Im Personengesellschaftsrecht (dem die Partnerschaftsgesellschaft unterfällt) sei es zwar grundsätzlich anerkannt, dass Form-, Frist-, und Inhaltsverstöße nur dann zur Nichtigkeit von in einer Gesellschafterversammlung gefassten Beschlüssen führten, wenn der von der verletzten gesellschaftsvertraglichen oder gesetzlichen Regelung verfolgte Zweck sich auf die Teilnahme an und Abstimmung in der Gesellschafterversammlung bezog und dieser Zweck durch den Verstoß vereitelt würde. Dieser Grundsatz sei allerdings nicht bei einer Einberufung der Gesellschafterversammlung durch einen hierzu Unbefugten anwendbar. Sofern ein Unbefugter zur Versammlung lade, mangele es bereits an einer Mindestvoraussetzung einer Gesellschafterversammlung, was einer Nichtladung gleichkäme. Hierdurch sei der einzelne Gesellschafter in seinem unverzichtbaren Recht auf Teilnahme an der Versammlung samt Einflussmöglichkeit auf die Willensbildung verletzt. Eine solche Verletzung müsse die Nichtigkeit der in dieser Versammlung gefassten Beschlüsse zur Folge haben – nicht nur bei Personengesellschaften wie der Partnerschaftsgesellschaft sondern rechtsformübergreifend.

Praxishinweis

In guten Zeiten werden Bestimmungen des Gesellschaftsvertrags zur Gesellschafterversammlung und Beschlussfassung gerne ignoriert und Beschlüsse im Schnelldurchlauf gefasst. Das Phänomen zeigt sich insbesondere bei Personengesellschaften (gerade bei GbRs), da hier den gesetzlichen und gesellschaftsvertraglichen Regelungen weniger Bedeutung beigemessen wird. Frei nach dem Motto „das haben wir immer schon so gemacht“.
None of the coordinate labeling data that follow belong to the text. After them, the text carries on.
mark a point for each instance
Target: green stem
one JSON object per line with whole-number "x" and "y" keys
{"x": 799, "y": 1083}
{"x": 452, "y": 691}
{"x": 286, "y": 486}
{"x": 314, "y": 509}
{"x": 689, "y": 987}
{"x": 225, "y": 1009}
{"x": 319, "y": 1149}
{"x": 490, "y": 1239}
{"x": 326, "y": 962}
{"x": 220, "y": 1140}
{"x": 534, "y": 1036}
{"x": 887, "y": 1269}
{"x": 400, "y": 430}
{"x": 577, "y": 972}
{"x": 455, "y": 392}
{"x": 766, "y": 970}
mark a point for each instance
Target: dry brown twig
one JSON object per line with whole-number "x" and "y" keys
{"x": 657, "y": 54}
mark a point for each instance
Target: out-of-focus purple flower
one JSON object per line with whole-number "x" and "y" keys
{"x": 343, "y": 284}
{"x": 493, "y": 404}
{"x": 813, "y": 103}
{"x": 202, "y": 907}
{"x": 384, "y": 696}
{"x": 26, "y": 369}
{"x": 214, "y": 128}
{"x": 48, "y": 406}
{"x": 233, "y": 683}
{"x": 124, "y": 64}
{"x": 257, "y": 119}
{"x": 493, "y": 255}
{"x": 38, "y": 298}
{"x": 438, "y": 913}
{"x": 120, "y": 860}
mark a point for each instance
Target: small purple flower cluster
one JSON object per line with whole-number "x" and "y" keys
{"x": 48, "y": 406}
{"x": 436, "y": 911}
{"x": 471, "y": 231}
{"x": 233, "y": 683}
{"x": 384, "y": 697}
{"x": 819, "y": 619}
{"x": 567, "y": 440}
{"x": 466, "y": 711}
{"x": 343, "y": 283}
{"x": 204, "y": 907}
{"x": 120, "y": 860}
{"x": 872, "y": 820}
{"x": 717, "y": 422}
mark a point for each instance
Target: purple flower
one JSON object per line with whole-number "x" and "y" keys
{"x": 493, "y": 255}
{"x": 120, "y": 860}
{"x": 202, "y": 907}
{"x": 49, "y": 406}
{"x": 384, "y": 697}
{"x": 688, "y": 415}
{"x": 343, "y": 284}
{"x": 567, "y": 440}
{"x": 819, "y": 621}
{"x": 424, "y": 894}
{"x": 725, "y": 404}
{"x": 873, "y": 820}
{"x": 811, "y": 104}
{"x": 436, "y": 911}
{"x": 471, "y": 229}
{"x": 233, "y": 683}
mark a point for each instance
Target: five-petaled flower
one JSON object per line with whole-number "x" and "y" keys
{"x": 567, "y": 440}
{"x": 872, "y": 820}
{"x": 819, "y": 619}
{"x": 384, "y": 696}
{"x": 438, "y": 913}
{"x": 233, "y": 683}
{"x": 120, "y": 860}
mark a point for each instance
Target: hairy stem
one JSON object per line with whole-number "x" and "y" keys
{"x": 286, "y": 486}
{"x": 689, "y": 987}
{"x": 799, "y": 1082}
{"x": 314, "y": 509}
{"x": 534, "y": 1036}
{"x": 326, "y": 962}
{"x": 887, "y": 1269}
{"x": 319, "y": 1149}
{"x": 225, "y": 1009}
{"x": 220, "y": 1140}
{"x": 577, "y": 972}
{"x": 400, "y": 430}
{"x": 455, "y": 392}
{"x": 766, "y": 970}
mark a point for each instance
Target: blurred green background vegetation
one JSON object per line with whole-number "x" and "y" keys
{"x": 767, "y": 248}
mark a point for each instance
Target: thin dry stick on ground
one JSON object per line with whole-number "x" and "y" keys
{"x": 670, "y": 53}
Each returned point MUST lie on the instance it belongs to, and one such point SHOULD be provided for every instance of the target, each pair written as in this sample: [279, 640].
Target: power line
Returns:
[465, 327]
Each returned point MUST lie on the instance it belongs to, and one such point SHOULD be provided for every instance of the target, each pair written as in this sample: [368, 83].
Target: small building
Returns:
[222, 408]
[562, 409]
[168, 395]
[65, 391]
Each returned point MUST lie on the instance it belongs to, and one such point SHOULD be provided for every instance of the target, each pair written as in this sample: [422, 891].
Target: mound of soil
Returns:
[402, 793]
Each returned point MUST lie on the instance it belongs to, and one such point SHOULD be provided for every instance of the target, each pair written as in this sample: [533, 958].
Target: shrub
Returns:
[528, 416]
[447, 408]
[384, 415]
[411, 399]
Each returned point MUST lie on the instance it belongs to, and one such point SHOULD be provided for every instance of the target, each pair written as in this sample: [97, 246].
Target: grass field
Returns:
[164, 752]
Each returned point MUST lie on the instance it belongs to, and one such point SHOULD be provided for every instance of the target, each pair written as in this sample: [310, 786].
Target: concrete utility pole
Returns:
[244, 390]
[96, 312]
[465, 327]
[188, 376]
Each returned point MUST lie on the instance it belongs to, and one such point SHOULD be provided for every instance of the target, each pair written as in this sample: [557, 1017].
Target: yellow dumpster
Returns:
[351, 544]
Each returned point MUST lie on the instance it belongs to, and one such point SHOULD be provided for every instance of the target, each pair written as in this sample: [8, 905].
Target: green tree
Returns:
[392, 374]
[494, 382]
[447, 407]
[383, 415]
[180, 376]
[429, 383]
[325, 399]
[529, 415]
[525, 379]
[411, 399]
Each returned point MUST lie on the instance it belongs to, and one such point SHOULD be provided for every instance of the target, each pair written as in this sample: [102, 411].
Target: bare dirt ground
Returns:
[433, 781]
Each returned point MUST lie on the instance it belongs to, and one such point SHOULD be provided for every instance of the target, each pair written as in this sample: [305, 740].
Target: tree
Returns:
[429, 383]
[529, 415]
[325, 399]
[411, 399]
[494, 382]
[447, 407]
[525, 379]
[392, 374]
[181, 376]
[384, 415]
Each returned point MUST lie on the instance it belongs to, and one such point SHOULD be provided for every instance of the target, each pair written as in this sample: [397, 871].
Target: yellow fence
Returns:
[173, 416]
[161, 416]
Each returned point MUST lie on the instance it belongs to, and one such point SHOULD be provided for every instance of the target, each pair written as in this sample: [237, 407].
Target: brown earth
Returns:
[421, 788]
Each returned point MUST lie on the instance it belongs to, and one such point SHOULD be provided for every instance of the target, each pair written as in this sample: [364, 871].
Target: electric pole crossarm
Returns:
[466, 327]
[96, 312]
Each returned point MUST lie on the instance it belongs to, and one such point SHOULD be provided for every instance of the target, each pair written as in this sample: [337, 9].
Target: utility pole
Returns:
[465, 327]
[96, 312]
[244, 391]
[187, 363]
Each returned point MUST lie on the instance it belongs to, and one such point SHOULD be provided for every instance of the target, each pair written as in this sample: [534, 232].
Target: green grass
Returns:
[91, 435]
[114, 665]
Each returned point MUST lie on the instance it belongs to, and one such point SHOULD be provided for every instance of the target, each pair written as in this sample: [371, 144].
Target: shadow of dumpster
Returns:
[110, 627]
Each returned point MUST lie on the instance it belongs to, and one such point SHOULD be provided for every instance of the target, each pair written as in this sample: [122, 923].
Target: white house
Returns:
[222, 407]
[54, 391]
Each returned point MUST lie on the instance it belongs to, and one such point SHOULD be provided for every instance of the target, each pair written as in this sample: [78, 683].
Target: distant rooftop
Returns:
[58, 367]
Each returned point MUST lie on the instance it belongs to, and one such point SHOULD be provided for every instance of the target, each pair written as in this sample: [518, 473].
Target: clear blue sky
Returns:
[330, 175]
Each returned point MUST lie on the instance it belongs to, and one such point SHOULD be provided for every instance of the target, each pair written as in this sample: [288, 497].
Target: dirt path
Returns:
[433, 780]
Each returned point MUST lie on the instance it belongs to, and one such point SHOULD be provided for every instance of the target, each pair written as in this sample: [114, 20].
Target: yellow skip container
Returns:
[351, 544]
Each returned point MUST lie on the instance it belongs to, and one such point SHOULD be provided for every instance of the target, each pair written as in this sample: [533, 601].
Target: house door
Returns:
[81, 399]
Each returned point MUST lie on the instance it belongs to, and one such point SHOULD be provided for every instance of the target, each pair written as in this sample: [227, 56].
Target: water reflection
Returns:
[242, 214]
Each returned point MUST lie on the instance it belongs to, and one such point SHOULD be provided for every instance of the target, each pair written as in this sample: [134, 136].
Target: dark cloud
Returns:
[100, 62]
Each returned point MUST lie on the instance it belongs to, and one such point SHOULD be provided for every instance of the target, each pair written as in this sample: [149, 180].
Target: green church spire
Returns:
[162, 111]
Was in Zeiten allseitigen Einvernehmens folgenlos bleibt (und sich dadurch erst recht etabliert), wird schnell zum Problem, wenn die Einigkeit der Gesellschafter bröckelt: Sobald ein Gesellschafterstreit entbrennt, sind Ladungs- und Beschlussfehler gern ergriffene Chancen, unliebsame Beschlüsse zu kippen. Ist der Beschluss nichtig, liegt das Kind bereits im Brunnen, da der Beschluss nicht geheilt werden kann. War der Beschluss dann noch zeitkritisch, da möglicherweise Fristen abzulaufen drohten, kann die im Rahmen der Ladung und Beschlussfassung unterlaufene Unachtsamkeit schnell kostspielig werden.

Selbst wenn der Beschluss nicht nichtig, sondern nur rechtswidrig – also wirksam, aber anfechtbar – ist, ist es bei wichtigen Beschlüssen unabdingbar, dass alle Formalien eingehalten werden. Ein anschließender Gesellschafterstreit über die Wirksamkeit eines Beschlusses ist nicht nur mühselig, sondern auch zeit- und kostenintensiv und wird schließlich zur vollständigen Zerrüttung zwischen den Gesellschaftern führen.

Besonders „beliebte“ Fehler sind neben der eher exotischen Einberufung durch ein unzuständiges Organ:

  • Nichtladung einzelner Gesellschafter,
  • Verstoß gegen die gesellschaftsvertraglich festgelegten Fristen aufgrund falscher Berechnung,
  • Formfehler der Einberufung (z.B. E-Mail statt eingeschriebenen Briefs),
  • Ladung am „falschen“ Ort zur Verhinderung der Teilnahme einzelner Mitgesellschafter,
  • Mängel der der Ladung beigefügten Tagesordnung (z.B. unzureichende Ausführungen zum Inhalt einer gewünschten Änderung des Gesellschaftsvertrags) und
  • unzulässiger Stimmrechtsausschluss während der Versammlung.

Die Gesellschafterversammlung ordentlich und im Einklang mit Gesetz und Gesellschaftsvertrag vorzubereiten und durchzuführen sollte daher nicht als Formalismus abgetan, sondern gerade in „Spannungsfällen“ sklavisch befolgt werden. Dass vor diesbezüglichen Flüchtigkeitsfehlern selbst eigentlich erfahrene Berufsträger nicht gefeit sind, zeigt die Entscheidung des BGH: Die Partnerschaftsgesellschaft im vorliegenden Fall war eine Rechtsanwaltssozietät.